Copper is a real good heat moderator and is used to absorb and moderate temperature fluctuations in a brick form as you have done.

However as a dissipater of heat it has to be in a finned configuration. Think finned automobile radiator

if you hadn’t added the finned unit the heat in the brick would have finally risen to a temperature to cause a 41.

There is not a thing wrong with your set up. The copper brick is just redundant.

The best little tool to analyse this is a IR heat gun with the laser. Got mine at Harbor Freight for 34 bucks.

Amazing: I got it because I play with programming and need to check motor temperature with different settings. It will also tell you which brake is dragging even when you don’t think they are.

Yes I also use it to chase down 41 codes.

I agree. A better analogy of the water would be a pump and a sponge.

The sponge is best at soaking up water, and good at moving water to the pump sump.The pump can then remove the water.

It’s a great sponge. It can suck up the water faster than the pump. It can hold more water than the pump sump.

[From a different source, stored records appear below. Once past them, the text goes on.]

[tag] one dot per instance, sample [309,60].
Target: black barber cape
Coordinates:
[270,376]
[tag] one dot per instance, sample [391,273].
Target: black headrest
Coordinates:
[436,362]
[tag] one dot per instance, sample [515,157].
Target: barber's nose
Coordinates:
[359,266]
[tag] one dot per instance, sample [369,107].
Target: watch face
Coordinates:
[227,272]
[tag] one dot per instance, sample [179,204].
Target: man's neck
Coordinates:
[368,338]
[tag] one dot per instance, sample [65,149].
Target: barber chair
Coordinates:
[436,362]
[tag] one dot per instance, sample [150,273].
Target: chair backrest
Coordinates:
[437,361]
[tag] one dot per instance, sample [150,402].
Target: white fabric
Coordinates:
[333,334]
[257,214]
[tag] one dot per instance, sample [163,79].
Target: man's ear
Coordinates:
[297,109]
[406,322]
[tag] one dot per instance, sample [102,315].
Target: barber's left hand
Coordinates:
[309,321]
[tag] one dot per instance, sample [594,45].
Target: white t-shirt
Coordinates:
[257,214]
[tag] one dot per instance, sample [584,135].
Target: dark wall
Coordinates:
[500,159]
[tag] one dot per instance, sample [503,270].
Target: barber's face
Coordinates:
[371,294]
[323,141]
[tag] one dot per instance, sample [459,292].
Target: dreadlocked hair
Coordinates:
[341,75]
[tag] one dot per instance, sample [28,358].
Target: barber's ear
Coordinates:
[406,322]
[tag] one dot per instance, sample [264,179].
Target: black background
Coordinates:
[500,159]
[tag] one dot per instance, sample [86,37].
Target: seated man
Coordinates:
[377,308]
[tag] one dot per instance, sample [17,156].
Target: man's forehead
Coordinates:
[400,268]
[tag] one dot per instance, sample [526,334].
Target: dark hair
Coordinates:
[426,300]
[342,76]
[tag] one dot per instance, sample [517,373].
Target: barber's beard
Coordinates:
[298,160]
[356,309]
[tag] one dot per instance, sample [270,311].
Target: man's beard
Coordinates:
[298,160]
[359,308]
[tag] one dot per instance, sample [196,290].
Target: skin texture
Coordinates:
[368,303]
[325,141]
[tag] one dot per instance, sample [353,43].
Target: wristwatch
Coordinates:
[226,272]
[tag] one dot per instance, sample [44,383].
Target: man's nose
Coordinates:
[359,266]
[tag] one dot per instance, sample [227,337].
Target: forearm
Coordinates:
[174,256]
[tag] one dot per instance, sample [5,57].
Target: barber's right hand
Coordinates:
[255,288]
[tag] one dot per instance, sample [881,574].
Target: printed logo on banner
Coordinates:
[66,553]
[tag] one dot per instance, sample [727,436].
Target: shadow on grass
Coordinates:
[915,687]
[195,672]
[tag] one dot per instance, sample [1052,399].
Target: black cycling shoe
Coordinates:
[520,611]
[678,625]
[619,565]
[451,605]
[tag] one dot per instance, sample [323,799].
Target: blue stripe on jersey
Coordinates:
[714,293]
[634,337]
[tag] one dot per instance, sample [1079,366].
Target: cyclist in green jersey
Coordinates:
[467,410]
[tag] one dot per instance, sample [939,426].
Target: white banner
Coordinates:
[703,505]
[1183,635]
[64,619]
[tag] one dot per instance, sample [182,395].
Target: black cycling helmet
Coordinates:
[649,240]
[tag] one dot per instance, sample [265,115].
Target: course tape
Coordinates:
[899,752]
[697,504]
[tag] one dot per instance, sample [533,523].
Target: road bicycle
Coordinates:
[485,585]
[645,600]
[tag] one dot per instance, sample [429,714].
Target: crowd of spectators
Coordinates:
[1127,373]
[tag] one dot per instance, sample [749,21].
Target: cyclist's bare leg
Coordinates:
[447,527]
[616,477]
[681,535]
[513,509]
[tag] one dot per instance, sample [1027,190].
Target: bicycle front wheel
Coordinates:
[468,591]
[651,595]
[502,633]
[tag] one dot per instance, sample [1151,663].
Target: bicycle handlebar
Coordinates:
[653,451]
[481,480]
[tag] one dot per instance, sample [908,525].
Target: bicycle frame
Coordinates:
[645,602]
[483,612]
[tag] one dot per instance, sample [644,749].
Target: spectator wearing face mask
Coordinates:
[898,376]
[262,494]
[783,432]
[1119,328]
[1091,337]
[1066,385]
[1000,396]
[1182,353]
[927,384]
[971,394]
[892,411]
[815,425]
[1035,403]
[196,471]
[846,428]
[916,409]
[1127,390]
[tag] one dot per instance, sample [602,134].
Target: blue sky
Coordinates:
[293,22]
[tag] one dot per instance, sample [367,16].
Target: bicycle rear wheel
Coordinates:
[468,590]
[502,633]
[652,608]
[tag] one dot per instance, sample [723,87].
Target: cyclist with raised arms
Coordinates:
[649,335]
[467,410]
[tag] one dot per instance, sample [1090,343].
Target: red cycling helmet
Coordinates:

For short time periods it can keep things dry without the pump. Some water will even evaporate.

No matter how big the sponge, in time it will saturate. No matter how porous it will slow the flow of water to the pump. The total water removed will fall to the pump after saturation.

Wait! I’m confused! These cars got water and water pumps in them? Lol. This stuff is way over my head! ( poor little retired school janitor brain)!

I disagree with you about the copper although I think the sponge analogy is a good one. The copper is the sponge that wicks away the heat very quickly and if the finned sink wasn’t there it would eventually re-enter the controller. But the copper can absorb heat faster than the aluminum sink can dissipate it because of the fin square inches and the fan size. Without the copper the ability of the fins to dissipate the heat would depend on the fan and the square inches of fin surface area. No matter the reson for the heat loss, the copper is the sponge that helps relieve the controller heat quickly. and its capacity to absorb a lot more than the controller makes it the escape hatch for the finned sink to work without having to be rated to cool a certain amount of heat quickly. If I were a thermodynamic engineer I could calculate the finned area and fan size to eliminate the heat from the controller but I’m not. If one of you wants to try your theory then you do the test with just a small aluminum heatsink and let us all know the outcome. BTW, I have the 7.5 hp motor and the 14-inch wheels and live in a hot very hilly area.